(508c) Molecular Dynamics Study for the Removal of Dimethylsilanediol from Water Using Ionic Liquids As Extraction Agent | AIChE

(508c) Molecular Dynamics Study for the Removal of Dimethylsilanediol from Water Using Ionic Liquids As Extraction Agent


Dhakal, P. - Presenter, Oklahoma State University
Shah, J. K., Oklahoma State University
Since 2010, the high levels of total organic carbon measured in the on-orbit product water from the Water Processor Assembly (WPA) in the International Space Station (ISS) have been attributed to the presence of dimethylsilanediol (DMSD), a hydrolysis product of poly(dimethyl)siloxanes (PDMS). Although DMSD does not pose health hazards, the presence of DMSD is detrimental to a number of downstream processes. For example, the resupply mass of the multifiltration bed increases because DMSD can saturate the bed prematurely, which necessitates that the MF beds are replaced more frequently than the intended life of the bed. DMSD can also negatively impact the performance of the WPA catalytic reactor and lead to degradation in the functioning of the Oxygen Generation System, which utilizes the WPA product water for electrolysis. It has also been demonstrated that high amounts of DMSD in wastewater can mask the detection of other contaminants. Current approaches for the removal of DMSD include a search for appropriate adsorbents that can effectively remove DMSD from the wastewater streams and conversion of DMSD via catalytic reduction.

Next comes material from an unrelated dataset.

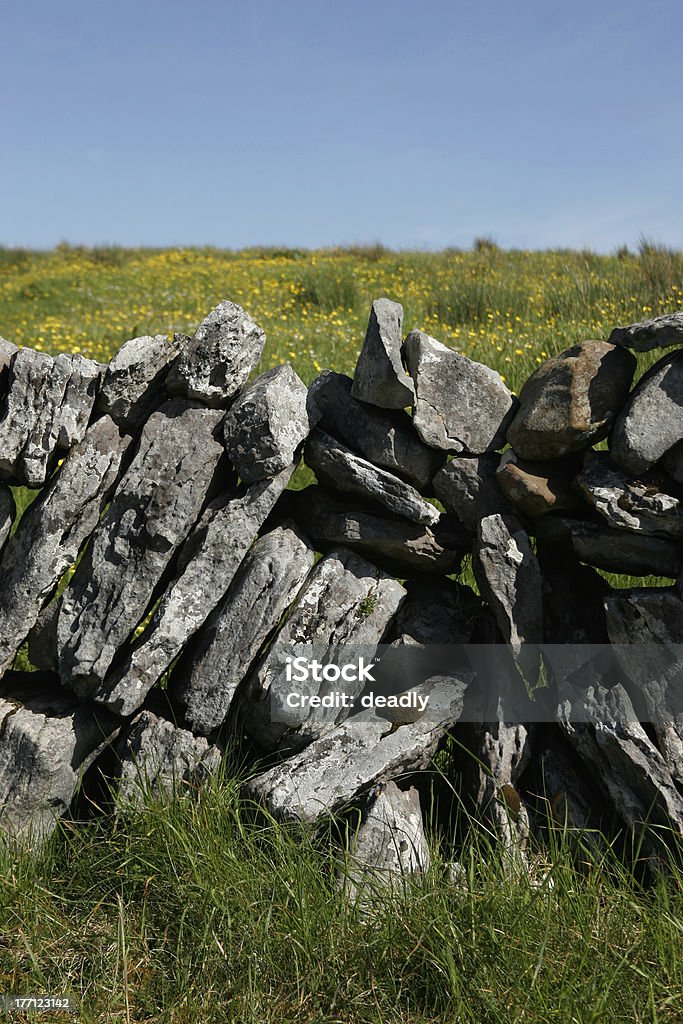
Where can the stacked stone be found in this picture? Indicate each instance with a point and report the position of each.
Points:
(164, 568)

In this presentation, we will show our approach for using ionic liquids to decrease the solubility of DMSD relative to water. We consider two sets of ionic liquids with different cations combined with four environmentally friendly and biodegradable anions. The selection of ionic liquid, its aqueous concentration and temperature for the process follow a two-step strategy: First, an optimal ionic liquid is identified based on the ratio of the infinite dilute activity coefficients of DMSD and water in various ionic liquids by calculating the infinite dilute chemical potential from free-energy based molecular dynamics simulations. The interaction potential parameters between the ionic liquid and the solute are tuned to minimize the error between the predictions from molecular simulations and experimental measurements. The optimized set of parameters are then employed to predict concentration-dependent activity coefficients of water and DMSD in the optimal ionic liquid-water mixtures from molecular simulations at a range of temperatures. By computing the ratios of activity coefficients, the ionic liquid concentration and temperature are determined for the desired separation.